Die VSH bestätigte zunächst dem Grunde nach Versicherungsschutz, war allerdings skeptisch, ob tatsächlich ein Maklerfehler vorlag. Zwar ließen die von M angefertigten Beratungsdokumentationen keinen Rückschluss darauf zu, ob die einzelnen Risiken von A und M besprochen wurden, jedoch sei auch für A ersichtlich gewesen, dass nach der von der W‑Versicherung ausgestellten Police kein Versicherungsschutz für Sturm-/Hagelschäden bestand. A müsse sich dementsprechend ein erhebliches Mitverschulden anrechnen lassen. Dieses Argument überzeugt nur bedingt. Denn die §§ 61 bis 63 VVG statuieren eine ausdrückliche Beratungspflicht des Versicherungsmaklers. Der VN, der sich in Versicherungsangelegenheiten von einem Makler betreuen lässt, soll deshalb grundsätzlich darauf vertrauen dürfen, dass sich der Makler um alle diesbezüglichen Interessen kümmert. Die Rechtsprechung verneint in derartigen Fällen im Regelfall ein Mitverschulden des VN.
Berechtigt erschienen die Zweifel der VSH aber aus einem anderen Grund. So ergab sich aus dem mit der G‑Versicherung geschlossenen Vorvertrag, dass auch schon in der Vergangenheit keine Sturm-/Hagelschäden mitversichert waren. Man konnte sich insofern durchaus fragen, ob A nicht bewusst – möglicherweise aus Kostengründen – auf den entsprechenden Einschluss verzichtet hatte. Es passte ins Bild, dass A auf ein von M ausgearbeitetes Angebot, Sturm-/Hagelschäden wenigstens für die Zukunft zu versichern, nicht reagierte. Schadensmindernd wären im Übrigen auch eine von A ersparte Mehrprämie und ein etwaiger Selbstbehalt zu berücksichtigen gewesen. Die Entscheidung der VSH, dem M anstelle einer Regulierung Versicherungsschutz in Form des Abwehrschutzes zu gewähren, erschien vor diesem Hintergrund durchaus korrekt. Grundsätzlich steht diese Entscheidung ohnehin im Ermessen des Versicherers. Die Forderungen des A wurden dementsprechend zurückgewiesen, M aufgefordert, die VSH zu informieren, sollte ihm eine Klage zugestellt werden.
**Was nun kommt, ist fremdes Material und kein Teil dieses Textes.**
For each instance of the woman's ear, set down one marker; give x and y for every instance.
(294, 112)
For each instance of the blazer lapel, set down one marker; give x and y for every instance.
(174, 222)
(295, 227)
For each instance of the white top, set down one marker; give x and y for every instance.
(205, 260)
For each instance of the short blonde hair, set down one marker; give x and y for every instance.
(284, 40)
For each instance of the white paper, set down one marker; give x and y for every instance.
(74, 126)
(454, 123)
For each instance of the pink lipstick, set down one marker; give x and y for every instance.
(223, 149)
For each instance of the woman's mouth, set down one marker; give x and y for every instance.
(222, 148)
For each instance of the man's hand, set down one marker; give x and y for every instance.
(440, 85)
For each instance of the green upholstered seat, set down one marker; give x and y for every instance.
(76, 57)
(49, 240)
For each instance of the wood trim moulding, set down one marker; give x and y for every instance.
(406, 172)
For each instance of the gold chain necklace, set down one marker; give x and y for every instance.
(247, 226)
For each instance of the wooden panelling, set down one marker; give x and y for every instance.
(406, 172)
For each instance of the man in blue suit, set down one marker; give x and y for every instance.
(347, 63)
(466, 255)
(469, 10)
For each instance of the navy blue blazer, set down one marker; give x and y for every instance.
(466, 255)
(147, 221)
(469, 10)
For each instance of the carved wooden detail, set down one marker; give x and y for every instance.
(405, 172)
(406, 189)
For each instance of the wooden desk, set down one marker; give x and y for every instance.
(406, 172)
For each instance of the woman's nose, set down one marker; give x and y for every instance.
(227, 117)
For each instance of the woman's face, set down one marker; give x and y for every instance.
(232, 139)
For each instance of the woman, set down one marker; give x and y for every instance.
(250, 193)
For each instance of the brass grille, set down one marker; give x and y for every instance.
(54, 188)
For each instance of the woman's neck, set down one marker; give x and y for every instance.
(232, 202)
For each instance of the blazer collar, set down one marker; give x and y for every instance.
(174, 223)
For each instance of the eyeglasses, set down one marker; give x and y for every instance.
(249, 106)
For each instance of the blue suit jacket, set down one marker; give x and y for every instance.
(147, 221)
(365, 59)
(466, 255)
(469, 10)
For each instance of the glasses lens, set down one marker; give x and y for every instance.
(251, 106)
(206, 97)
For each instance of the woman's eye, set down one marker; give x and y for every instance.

Für M war mit der Entscheidung seiner VSH nun eigentlich die Gefahr gebannt. Im Falle einer Klage hätte die VSH ihm einen Anwalt benannt und die zur Verteidigung notwendigen Kosten übernommen. Und hätte das Gericht — entgegen der Einschätzung der VSH — M doch zur Zahlung von Schadensersatz verurteilt, dann wäre M allenfalls mit seinem Selbstbehalt belastet worden.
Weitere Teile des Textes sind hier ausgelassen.